As shown above, he pulls the ball 40+%. In today’s game, players are required to spray the ball more than ever before. However, it does seem like Downs has actively worked on this. Comparing 2018 and 2019 spray charts it looks like he is using more of the field.
Both concerns warrant watching closely as he progresses in 2021 because they will likely dictate what his hit tool can be. If he continues to use more of the field and improves his already good approach at the plate, his hit tool could improve.
Power – 40/50
Standing at 5’11 with a lean build, Jeter Downs uses his quick hands, solid barrel control, and steep bat path to tap into more power than you would expect. He hits the ball hard, and in the air frequently, evidenced by his fly ball rate above 50% at every level. In 2019 he showed off the power with 24 home runs and .526 SLG. As stated earlier, the majority of the hits are coming from the pull side, with exactly 1 oppo taco pre-2019. In 2019 he started to display the ability to hit with more power to all parts of the field and ended with 6 of his home runs were to the opposite part of the field.

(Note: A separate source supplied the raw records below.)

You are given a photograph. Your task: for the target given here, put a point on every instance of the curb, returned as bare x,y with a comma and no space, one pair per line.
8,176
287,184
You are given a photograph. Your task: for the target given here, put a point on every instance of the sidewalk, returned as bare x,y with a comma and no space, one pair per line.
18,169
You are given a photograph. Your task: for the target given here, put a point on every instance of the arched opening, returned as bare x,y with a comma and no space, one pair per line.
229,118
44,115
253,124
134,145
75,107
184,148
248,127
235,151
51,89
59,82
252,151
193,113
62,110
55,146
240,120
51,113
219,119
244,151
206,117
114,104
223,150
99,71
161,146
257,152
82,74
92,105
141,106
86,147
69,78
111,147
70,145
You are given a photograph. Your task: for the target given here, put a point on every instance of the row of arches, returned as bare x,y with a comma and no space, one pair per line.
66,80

This improvement appears to have continued at the Alt site.
He may never become a slugger to all fields, but his deceptive power will lead to a healthy number of home runs to the pull side, with the occasional home run to opposite field sprinkled in.
Speed – 50/50
Downs does not possess special speed. In fact, it is very average. However, his speed plays up because of a high baseball IQ. He has 69 career stolen bases out of 92 attempts, which sounds great, unfortunately, he is unlikely to continue to post 20+ steals a year. He will never be a burner, but he will continue to be an efficient base runner, swiping bags as the opportunity presents itself.
Field – 50/50 | ARM – 55/55
Drafted as a SS, Jeter Downs has played the majority of his innings there, but he has bounced between 2B and SS. With a quick first step, good hands, strong instincts, and good arm strength Downs can play a serviceable shortstop. However, his future home is likely to be 2B. Outside of the Xander Bogaerts sized roadblock in Boston, his range leaves a bit to be desired. His work ethic and instincts could lead to some UTIL time, but he is on track to play an average everyday second base for Boston in the semi-near future.
Jeter Downs has taken an eventful journey to Boston, but Fenway may be one of the better ballparks for Downs. His pull-heavy approach will make the green monster Downs’ new best friend. He does not have any single standout tool, but he has a strong well-rounded profile with strengths on both sides of the ball. He has shown a level of work ethic and intelligence that coaches dream of meaning he is likely to continue trending in a positive direction. As his hit tool progresses, he can become an average everyday starter with the chance to be an all-star second baseman. He will hit for average, steal some bags, draw a healthy number of walks, and put more than a few balls over the outfield fence. 2021 will be a big year for his development and It will be exciting not only for the organization but the fan base as well to see what type of player he can become.